I'm actually in a pretty good place right now I am sure I will ha e bad days but I am feeling positive and strong just now. Hardest thing was telling family and especially my daughter but I got a book done like a comic book which is fantastic and has really helped answer questions for her. Just bought a diary/journal to use throughout for keeping appointments and ability to write things down.
Just checking in on you now you have results. You will find this forum a huge support if you need it. Hope scan goes ok on Monday.
Sorry to hear you're joining us, it is such a huge shock when first diagnosed, but it will be dealt with now, but it is a bit of a whirlwind at first.
Do look at the 'going through treatment threads' & look at joining your monthly chemo thread where you will be able to chat & get support from others going through similar.
Unfortunately I got the dreaded bad news at my results today. Confirmed cancer, only 32 I think I shocked my consultant but its now a focus on beating it.
I have an MRI and Mammogram on monday to make sure it hasn't spread to anywhere else in my body. Then wait til next Thursday for those results.
Chemo likely to start in next 2 weeks while they make a surgical plan and last radiotherapy unless test results throw up any unfortunate surprises xx
The waiting is definitely the hardest part!
After waiting for 10 days for results, once I knew what I was dealing with, I was able to put things into perspective and deal much better.
Let us know how you get on at your next appointment.
Thank you and I couldn't agree more that this has been the hardest part so far.

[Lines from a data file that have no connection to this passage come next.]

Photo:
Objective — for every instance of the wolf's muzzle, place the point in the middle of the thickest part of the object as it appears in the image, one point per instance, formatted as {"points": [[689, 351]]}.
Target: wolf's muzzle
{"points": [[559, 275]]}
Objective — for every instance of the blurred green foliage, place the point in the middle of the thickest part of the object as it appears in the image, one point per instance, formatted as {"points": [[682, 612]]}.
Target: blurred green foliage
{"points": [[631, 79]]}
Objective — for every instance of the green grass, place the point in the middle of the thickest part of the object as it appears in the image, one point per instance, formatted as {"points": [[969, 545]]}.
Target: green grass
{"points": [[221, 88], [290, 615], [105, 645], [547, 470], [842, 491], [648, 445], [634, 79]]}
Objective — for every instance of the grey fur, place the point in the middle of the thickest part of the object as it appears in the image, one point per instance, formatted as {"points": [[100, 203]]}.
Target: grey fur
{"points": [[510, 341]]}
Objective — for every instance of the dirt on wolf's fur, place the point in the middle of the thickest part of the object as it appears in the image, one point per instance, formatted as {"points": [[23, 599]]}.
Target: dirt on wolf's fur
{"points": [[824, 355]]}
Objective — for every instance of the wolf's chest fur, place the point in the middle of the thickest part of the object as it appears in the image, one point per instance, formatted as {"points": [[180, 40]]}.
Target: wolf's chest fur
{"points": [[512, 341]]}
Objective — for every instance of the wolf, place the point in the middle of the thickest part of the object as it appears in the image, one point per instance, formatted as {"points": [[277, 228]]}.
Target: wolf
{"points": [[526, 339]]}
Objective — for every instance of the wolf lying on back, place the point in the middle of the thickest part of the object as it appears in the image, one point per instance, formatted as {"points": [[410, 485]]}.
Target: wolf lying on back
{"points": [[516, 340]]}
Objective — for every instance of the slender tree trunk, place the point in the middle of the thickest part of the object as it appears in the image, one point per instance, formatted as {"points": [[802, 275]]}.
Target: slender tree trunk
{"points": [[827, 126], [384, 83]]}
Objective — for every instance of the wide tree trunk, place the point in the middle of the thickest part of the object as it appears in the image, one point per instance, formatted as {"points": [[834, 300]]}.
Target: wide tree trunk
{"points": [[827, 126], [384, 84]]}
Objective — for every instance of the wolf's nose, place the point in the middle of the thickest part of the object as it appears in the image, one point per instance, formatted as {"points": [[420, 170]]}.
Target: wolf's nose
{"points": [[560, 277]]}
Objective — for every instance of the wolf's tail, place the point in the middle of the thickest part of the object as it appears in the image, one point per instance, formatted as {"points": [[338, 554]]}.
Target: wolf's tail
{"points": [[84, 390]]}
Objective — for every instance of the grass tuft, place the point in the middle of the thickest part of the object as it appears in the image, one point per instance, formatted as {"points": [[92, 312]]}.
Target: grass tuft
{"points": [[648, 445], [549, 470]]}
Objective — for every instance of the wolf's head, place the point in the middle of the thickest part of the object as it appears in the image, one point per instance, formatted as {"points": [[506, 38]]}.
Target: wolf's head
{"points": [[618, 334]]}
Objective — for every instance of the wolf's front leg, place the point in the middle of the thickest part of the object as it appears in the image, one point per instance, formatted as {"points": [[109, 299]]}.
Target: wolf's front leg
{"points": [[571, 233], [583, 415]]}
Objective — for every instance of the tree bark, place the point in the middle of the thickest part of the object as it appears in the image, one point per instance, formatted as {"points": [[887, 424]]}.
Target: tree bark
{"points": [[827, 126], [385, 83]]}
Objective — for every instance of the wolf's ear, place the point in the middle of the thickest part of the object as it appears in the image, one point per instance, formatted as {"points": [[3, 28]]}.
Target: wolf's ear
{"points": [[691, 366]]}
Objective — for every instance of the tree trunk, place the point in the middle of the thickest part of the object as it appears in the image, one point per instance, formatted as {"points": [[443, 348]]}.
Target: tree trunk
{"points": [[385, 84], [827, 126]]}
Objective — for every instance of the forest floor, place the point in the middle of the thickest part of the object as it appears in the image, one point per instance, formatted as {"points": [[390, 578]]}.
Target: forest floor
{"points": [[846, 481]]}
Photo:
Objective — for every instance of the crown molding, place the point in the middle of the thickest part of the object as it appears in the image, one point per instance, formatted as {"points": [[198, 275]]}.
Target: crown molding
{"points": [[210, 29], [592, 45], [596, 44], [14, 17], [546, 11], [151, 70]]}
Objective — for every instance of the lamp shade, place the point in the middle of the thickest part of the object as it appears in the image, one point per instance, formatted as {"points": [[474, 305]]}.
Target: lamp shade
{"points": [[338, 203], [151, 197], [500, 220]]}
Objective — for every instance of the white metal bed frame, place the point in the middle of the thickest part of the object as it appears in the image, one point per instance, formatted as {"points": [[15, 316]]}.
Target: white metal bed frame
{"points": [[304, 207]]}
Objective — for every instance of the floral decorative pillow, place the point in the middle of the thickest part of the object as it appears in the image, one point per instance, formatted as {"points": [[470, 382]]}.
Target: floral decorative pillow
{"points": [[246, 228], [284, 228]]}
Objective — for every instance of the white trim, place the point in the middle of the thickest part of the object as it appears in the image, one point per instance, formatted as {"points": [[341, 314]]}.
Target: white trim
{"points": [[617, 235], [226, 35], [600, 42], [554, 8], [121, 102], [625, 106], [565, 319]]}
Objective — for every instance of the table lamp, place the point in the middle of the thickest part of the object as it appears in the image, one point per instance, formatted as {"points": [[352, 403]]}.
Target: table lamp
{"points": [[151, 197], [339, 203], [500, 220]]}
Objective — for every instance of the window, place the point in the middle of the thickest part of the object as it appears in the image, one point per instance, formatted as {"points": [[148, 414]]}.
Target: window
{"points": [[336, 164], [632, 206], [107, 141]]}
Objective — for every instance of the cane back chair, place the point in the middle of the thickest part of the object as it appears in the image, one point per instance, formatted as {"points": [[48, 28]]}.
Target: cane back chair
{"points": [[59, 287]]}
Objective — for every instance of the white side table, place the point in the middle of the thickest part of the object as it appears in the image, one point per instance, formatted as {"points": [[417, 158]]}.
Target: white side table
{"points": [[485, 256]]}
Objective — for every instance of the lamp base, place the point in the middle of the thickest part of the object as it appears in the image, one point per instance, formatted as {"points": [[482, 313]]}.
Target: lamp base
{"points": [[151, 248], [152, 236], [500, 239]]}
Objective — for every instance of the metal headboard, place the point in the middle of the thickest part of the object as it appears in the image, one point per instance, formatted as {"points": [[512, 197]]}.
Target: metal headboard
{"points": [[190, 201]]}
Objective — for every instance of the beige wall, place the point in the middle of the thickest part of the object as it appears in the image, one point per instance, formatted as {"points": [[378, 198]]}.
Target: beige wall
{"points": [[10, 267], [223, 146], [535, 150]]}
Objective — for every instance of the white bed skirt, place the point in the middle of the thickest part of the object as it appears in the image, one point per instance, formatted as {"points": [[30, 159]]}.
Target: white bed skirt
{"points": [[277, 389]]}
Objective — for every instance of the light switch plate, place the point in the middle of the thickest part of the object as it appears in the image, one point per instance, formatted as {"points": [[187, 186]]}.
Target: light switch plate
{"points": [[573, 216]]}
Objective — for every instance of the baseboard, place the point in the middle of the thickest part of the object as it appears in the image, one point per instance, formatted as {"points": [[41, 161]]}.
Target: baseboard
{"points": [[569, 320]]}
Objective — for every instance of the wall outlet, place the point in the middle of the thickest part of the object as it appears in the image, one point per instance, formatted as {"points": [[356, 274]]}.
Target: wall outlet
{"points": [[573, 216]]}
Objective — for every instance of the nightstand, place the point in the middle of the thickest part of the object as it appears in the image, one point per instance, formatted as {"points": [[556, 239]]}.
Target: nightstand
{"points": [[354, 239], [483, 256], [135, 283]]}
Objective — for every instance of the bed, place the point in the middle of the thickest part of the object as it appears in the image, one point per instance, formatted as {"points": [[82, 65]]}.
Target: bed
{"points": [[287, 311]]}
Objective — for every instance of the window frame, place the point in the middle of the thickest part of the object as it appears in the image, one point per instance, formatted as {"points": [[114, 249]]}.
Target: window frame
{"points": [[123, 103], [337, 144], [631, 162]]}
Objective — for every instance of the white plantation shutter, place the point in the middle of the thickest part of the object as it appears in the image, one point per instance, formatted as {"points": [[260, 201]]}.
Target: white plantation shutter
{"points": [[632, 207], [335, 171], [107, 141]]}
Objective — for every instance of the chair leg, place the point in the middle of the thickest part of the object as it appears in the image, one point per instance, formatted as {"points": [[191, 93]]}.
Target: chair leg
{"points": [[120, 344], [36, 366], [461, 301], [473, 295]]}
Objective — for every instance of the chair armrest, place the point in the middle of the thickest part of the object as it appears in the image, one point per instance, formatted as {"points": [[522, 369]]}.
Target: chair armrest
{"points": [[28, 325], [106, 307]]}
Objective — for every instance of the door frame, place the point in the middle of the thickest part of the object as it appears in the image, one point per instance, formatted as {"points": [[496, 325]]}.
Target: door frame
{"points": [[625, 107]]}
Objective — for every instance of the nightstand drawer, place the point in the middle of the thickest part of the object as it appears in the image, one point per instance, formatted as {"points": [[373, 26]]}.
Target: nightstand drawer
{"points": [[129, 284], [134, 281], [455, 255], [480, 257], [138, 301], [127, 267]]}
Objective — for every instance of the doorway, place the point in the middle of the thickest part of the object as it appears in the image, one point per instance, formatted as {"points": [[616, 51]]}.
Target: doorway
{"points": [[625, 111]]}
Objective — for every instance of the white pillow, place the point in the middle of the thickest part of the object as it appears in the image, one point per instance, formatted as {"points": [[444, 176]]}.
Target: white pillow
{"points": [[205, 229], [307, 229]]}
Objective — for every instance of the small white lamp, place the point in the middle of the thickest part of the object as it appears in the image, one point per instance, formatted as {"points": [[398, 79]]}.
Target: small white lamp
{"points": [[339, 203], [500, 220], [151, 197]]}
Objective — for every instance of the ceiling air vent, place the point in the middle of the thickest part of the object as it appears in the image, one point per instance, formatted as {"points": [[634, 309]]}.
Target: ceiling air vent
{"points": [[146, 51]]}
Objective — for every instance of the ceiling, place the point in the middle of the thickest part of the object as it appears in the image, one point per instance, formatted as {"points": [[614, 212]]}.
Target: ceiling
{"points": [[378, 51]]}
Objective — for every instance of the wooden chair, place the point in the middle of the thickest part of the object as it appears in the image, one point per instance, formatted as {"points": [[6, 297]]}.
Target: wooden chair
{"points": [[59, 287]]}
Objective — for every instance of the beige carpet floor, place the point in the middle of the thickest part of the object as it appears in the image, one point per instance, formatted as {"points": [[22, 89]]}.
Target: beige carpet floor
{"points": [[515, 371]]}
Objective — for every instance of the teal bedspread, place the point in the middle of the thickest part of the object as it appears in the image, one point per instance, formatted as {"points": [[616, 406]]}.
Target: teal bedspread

I find this forum absolutely fantastic!
Thanks again for taking time to reply x
There is no easy way to wait on biopsy results, it’s the most stressful part in all of this.
Just try to keep your days as normal and full as possible and keep reminding yourself that worry changes nothing, whatever is happening is happening and no amount of stressing over the what ifs will change that. That’s been a lesson hard learned!
Our brains don’t cope well with all the uncertainty and in my case the minute I knew it was cancer I felt so much better in a strange way, the not knowing was brutal.
Dont give up hope that all will be well, they don’t always know by just looking and many ladies have been back to report a benign result when having been told the opposite was likely initially, please let us know how you get on X Jo
I first found my lump 4 weeks ago my gp reffered me and I was seen on Monday. The consultant put me at ease and said she had marked it at low risk but would still send me for an ultrasound which I got today.
During my ultrasound the Dr was a little more concerned as it was a solid lump (not sure why ) so she took a biopsy (4x) I had to get stitches and it certainly wasn't the most pleasent experiance. Anyway I then went back to my consultant who has confirmed it will be a week from today until my next appointment to get the results. My consultant shared that the ultrasound Dr had marked it as a higher risk than she did at my examination but it could still be a million different things.
The thing is I can't switch off the worry, I'm normally a very positive person always look on the plus side of everything but this has knocked me. I am having horrible dreams when I eventually do get to sleep. The strangest thing is I feel guilty about how worried I am and I don't want to talk to my family about it cos I don't want them to worry so I just pretend and it's hard.